Unternehmenpreise klettern der Börse hinterher

Die Notenbanken schieben den Unternehmensmarkt an. Die Kehrtwende der US-Notenbank hin zu einer lockeren Zinspolitik und die Aussicht auf längere Nullzinsen in der Eurozone beflügeln die Käuferseite. Allerdings sind viele Käufer mit Konjunkturskepsis auf Einkaufstour und versuchen, die Preise zu drücken.

Notenbanken schieben Übernahmen erneut an

Nach einem verkorksten ersten Quartal ... Das Stimmungsbarometer am Unternehmensmarkt zeigt (wieder) nach oben. Doch noch herrscht Vorsicht. Der wachsende Konjunkturpessimismus zum Jahreswechsel und danach Zurückhaltung bei Firmenübernahmen ausgelöst.
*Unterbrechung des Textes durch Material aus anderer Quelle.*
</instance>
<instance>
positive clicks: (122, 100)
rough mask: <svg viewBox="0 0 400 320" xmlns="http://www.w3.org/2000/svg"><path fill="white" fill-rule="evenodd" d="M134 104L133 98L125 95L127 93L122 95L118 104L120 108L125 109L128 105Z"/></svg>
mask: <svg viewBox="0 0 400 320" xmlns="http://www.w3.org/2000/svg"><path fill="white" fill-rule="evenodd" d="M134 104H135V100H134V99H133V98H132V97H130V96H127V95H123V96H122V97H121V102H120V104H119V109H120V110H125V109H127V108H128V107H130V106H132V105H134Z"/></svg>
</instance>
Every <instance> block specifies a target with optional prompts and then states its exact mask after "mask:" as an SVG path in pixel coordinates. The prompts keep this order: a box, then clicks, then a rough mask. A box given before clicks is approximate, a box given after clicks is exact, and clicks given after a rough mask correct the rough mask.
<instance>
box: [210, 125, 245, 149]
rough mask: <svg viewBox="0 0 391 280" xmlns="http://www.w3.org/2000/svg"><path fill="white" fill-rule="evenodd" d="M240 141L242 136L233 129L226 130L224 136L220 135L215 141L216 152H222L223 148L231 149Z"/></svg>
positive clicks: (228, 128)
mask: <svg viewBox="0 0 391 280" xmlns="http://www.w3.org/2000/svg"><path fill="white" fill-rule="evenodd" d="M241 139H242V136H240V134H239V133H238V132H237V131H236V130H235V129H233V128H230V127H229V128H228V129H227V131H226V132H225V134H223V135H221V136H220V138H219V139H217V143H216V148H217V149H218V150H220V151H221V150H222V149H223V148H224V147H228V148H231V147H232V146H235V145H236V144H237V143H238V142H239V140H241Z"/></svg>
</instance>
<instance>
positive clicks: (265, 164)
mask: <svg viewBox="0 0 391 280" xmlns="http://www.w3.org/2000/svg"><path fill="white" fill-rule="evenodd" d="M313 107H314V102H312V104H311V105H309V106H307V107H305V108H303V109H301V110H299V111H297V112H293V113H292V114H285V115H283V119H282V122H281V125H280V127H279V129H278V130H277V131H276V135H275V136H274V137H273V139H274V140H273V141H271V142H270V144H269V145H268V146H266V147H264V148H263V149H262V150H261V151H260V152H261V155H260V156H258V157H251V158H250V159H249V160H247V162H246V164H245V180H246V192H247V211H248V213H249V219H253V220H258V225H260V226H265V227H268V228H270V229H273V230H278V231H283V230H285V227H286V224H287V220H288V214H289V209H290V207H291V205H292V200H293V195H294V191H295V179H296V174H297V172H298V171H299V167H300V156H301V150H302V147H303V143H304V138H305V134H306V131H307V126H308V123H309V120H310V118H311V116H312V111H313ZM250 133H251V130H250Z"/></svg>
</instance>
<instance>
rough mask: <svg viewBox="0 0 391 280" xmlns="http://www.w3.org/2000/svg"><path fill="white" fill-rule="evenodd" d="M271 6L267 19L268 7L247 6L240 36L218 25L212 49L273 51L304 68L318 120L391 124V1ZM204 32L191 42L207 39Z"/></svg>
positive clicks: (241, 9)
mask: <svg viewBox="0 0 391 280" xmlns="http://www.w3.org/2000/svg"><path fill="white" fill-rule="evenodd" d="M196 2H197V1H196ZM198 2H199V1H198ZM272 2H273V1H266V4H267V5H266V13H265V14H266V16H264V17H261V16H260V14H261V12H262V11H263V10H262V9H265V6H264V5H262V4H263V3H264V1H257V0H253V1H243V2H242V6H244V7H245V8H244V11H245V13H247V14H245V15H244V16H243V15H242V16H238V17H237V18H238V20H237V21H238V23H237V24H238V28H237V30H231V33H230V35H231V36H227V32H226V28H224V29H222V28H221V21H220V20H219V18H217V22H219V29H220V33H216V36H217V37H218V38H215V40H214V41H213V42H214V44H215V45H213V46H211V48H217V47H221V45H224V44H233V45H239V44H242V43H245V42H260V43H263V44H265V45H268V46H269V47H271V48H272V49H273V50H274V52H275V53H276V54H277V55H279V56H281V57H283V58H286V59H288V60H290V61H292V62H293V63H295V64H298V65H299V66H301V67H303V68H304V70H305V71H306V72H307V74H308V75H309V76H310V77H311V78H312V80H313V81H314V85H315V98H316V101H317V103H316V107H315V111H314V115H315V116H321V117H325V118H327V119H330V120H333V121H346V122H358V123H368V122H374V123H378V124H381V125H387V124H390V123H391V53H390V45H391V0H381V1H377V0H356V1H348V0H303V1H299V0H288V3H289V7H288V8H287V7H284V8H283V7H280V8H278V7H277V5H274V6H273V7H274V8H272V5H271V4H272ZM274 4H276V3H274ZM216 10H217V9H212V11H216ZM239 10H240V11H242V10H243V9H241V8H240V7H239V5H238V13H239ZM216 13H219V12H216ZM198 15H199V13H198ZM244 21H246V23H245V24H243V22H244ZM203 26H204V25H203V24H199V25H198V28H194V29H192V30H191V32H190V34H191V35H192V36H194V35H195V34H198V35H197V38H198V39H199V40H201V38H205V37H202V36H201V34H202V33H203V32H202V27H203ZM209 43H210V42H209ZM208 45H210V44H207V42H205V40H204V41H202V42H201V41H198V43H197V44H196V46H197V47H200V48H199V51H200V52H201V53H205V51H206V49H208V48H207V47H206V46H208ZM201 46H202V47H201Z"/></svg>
Etliche Deals ziehen sich dem Vernehmen nach in die Länge.
Vor allem bei der Bewertung des Geschäfts in den nächsten Jahren gehen die Einschätzungen auseinander. Während die Verkäufer eher optimistisch sind und auf volle Auftragsbücher verweisen, sind die Käufer sehr zurückhaltend. Viele erinnern sich noch gut an die letzte Krise, in der es eine Phase gab, in der die Aufträge reihenweise storniert wurden. Da sich dieses Risiko nicht ausschließen lässt, soll es im Preis Berücksichtigung finden. Entsprechend hart ist das Ringen um eine faire Bewertung.